Все последующие три дня я вместо аукционов занимался куплей-продажей; вообще-то я не люблю это, но в тот раз я покупал от имени одного большого дилера с Бонд Стрит — такое мне как раз нравилось. Третьего дня он объявился у нас собственной персоной после того, как я пытался его убедить с помощью фотографий; завершив сделку, мы поужинали с ним в отдельном кабинете в ресторане «Георга». Здесь обслуживают всегда хорошо — мать владельца отеля готовит, а я выбираю вина. Учтите, речь идет о серьезной пище: там и жареное, и вареное, и фруктовый пирог, и прочая и прочая; и это требует изрядных усилий — ведь семья, владеющая гостиницей, зарабатывает себе на жизнь. В отдельном кабинете мой приятель заметил также очень милые панели, обшитые жатой тканью. Он пожелал приобрести их, но владельцы гостиницы не согласились. Мы слышали, как старая леди на кухне говорила об этом, так что настаивать было бесполезно. После ужина я, привел дилера к себе и дал ему продегустировать вина, лично отобранные Морган Ле Фэй, затем проводил его, опьяневшего, к нему домой. Естественно, я тоже взял себе выходной, а там наступил уикэнд.
Глава 16
Когда я в пятницу вечером подъезжал к форту, моя машина благоухала, как, восточный храм, — весь ее багажник был забит сандаловым деревом. Я нашел мистера Трета в состоянии крайнего возмущения: можжевельник торчал у него в волосах, а посиневший глаз заплыл. Зная цыган, я не платил им вперед за можжевельник, снабдив их запиской, в которой просил мистера Трета выплатить им оговоренную сумму, заверив, что рассчитаюсь с ним по приезде. Однако они совершили подлость — пытаясь подделать цифры, они все перепутали и исковеркали, в результате чего появилась клякса, из-за которой было абсолютно невозможно разобрать истинную цену. Тогда он решил оценить работу по-своему, предложив им либо брать деньги, либо отправляться со своим грузом восвояси. Его цена была значительно меньше изначально оговоренной в записке, так что цыгане сочли себя оскорбленными. Сбив его с ног, они навалили на него весь груз можжевельника, и мистер Третоуэн не был раздавлен лишь благодаря усердию своей жены. Когда я приехал, она как раз прикладывала кусок свежей говядины к его глазу.

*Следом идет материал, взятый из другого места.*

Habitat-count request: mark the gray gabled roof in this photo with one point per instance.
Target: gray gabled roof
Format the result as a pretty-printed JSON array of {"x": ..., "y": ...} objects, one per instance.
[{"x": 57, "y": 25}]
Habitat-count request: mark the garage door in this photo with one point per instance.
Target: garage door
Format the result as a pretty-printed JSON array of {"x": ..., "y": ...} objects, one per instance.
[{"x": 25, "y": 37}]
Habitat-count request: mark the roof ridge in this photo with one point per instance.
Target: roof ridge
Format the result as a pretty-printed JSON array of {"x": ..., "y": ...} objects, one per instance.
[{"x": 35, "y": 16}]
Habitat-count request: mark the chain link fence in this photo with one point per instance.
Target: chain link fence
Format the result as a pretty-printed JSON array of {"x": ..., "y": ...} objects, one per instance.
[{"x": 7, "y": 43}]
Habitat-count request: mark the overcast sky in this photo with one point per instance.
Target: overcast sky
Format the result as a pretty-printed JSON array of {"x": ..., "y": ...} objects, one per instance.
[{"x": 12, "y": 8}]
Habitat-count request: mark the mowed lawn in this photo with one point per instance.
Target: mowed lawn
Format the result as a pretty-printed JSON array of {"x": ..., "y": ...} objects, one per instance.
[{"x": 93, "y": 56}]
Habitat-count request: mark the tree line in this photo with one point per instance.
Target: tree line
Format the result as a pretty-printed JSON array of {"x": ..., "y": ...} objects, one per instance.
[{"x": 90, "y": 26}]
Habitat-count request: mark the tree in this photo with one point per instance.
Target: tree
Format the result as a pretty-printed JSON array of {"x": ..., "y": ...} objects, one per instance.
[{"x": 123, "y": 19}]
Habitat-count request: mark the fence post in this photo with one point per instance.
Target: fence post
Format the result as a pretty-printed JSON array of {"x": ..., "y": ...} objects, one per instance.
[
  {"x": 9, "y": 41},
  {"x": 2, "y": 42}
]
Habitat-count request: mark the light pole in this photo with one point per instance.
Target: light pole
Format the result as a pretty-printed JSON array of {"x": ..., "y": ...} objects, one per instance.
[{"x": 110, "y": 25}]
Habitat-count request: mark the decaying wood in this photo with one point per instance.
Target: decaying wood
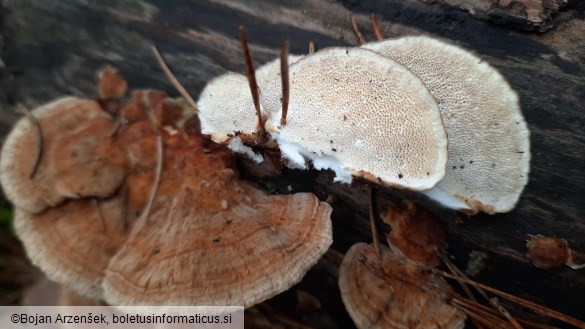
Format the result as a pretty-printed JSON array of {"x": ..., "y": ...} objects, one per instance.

Я помог ему нагрузить можжевельник в его пыхтящий драндулет, и процессия отправилась. Кедровых чурбаков вышло порядочно — по состоянию дороги я видел, что старина Трет неплохо потрудился. Распиливать кедр весьма трудно, и я не мог поверить, что из одного дерева получилось столько чурбаков; у меня даже появилось подозрение, что предприимчивый наследник старой смотрительницы скупил все кедры в округе. Все-таки крестьянский череп внутри устроен гораздо лучше, чем снаружи.

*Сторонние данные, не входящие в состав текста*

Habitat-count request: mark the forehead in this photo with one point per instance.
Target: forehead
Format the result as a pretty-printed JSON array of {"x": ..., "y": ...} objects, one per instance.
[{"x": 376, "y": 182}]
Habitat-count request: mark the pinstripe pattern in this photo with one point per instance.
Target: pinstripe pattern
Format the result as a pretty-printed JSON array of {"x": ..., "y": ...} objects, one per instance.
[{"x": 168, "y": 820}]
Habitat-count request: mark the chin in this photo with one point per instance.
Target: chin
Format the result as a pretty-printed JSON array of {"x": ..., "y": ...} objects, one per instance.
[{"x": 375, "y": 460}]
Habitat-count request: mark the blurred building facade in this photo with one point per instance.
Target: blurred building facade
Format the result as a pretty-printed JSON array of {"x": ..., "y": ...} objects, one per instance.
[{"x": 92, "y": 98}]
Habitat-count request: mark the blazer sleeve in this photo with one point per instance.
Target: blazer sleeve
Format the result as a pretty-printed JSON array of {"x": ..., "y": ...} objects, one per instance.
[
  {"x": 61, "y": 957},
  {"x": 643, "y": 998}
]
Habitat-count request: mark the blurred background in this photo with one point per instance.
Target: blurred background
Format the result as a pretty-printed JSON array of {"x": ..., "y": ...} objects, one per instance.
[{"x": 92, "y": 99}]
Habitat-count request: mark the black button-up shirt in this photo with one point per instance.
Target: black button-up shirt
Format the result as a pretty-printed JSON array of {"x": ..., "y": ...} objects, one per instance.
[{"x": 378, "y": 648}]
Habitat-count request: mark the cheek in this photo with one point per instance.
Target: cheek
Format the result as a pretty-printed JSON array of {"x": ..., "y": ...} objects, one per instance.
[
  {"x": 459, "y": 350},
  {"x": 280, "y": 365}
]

Просунув голову в машину, Морган потянула носом и с восхищением узнала запах сандалового дерева. Она сказала, что этот запах напоминает ей Кашмир, и что мой псевдокитаец на самом деле был, скорее всего, тибетцем. Так или иначе, мы лелеяли большие надежды на Костер Азраэля, и она поджарила мне тот самый кусок, говядины, который использовался в качестве примочки для глаза Третоуэна. Рука об руку мы вышли на оконечность утеса и немного посмотрели на море, казавшееся спокойным; затем мы вернулись в дом, и она сварила мне кофе, и вновь я играл ее звездчатыми сапфирами у огня камина, наблюдая, как внутри камней переливались и искрились огоньки.
Утро воскресенья мы провели, карабкаясь по холмам в направлении звона колоколов Старбера, составив представление о местном ландшафте в предвкушении великого события.
Белл Хед смотрит прямо на море, указывая в направлении Америки; когда дует западный ветер, большие волны с Атлантики несутся на нас во весь опор — вот почему волнение около утеса всегда сильное. Оно образуется из гребнеобразно вздыбившихся волн, слоями набегающих одна на другую, что приводит впоследствии к образованию глубокой водяной пропасти между двумя соседними верхними гребнями. Вершина холма отполирована непогодой до почти плоского состояния и вздымается, подобно киту на гребне волны, над пропастью, отделяющей холм от земли. Узкий перешеек из детрита соединяет с равниной то, что когда-то было островом; совсем рядом проходит старое русло реки Дик, в непогоду превращающееся в ручеек и пересыхающее в период засухи, так как не осталось ни одного источника, который питал бы его.
В пяти милях на север расположен Дикмаут, а в трех к югу — Старбер. Пространство между двумя населенными пунктами представляет собой болото с образованными приливом протоками. Посреди болота возвышается Белл Ноул.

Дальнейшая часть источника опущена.